The theft allegedly occurred in a residence in the Shejaia neighborhood in eastern Gaza City where the soldiers were temporarily located during the war.

On March 19, the IDF released its third report on the status of over 120 investigations into incidents of allegations of war crimes during the war. The first report was released in September and the second in December.

Counting the current three indictments, 19 criminal investigations have been ordered so far, though some of the other investigations involve incidents where Palestinian civilians were killed, making the potential allegations more serious and the timeline for announcements of indictments or closing the cases longer.

There are many incidents under investigation in which multiple civilians were killed, even up to a couple dozen civilians.

The IDF has still not decided whether to criminally investigate the most famous incident, the Hannibal Protocol incident of August 1, in which between 15 and 140 civilians were killed.

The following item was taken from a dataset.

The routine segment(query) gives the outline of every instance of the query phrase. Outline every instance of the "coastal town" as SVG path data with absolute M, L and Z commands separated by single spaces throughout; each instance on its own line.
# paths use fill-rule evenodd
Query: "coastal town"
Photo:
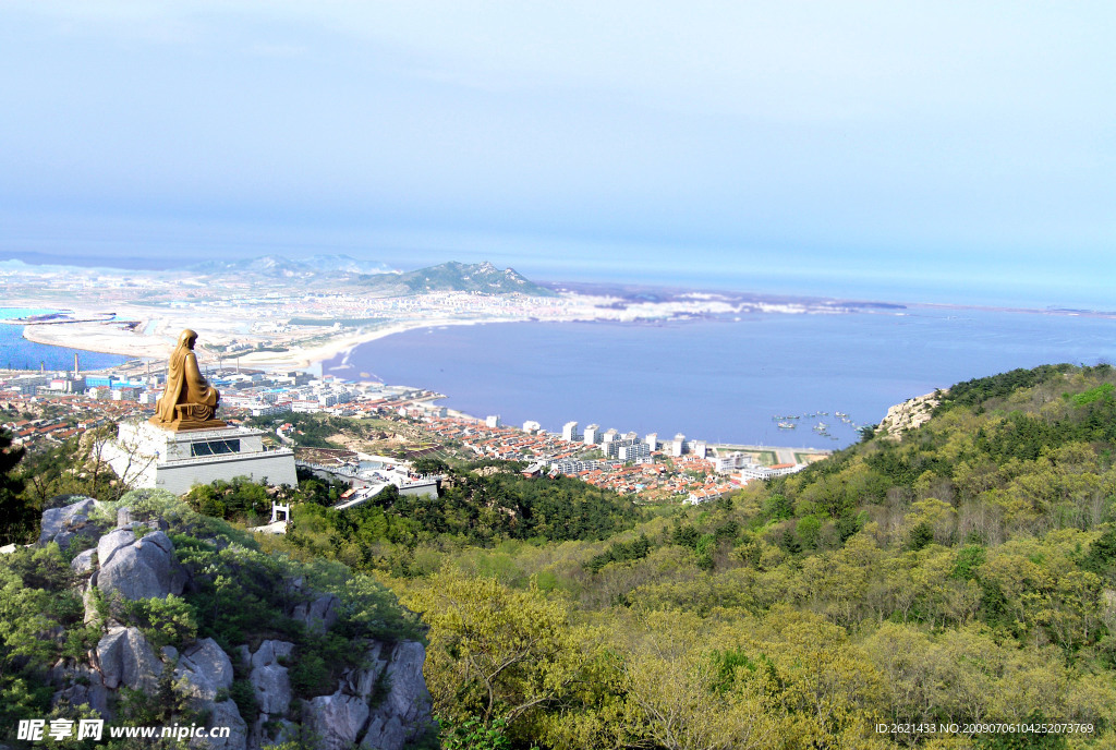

All indictments, investigations and closed cases (a few-dozen incidents have already been closed) are under hyper global scrutiny as the International Criminal Court prosecutor has opened a preliminary examination to review several issues, including whether Israel’s investigations of its own soldiers are sufficient.

Its determination on that issue could be pivotal in whether the ICC ends up getting more involved in the Israeli-Palestinian conflict.

Although the indictments for theft are likely to get the IDF some “credit” with the ICC and its international critics for being ready to indict its soldiers, many commentators and critics have said that, absent indictments for more serious incidents involving alleged manslaughter or murder, the ICC may still get more involved.

Domestically, there has been public pressure from some IDF commanders and Defense Minister Moshe Ya’alon to be careful about indicting soldiers for alleged crimes that could be perceived as interfering with their ability to defend the state.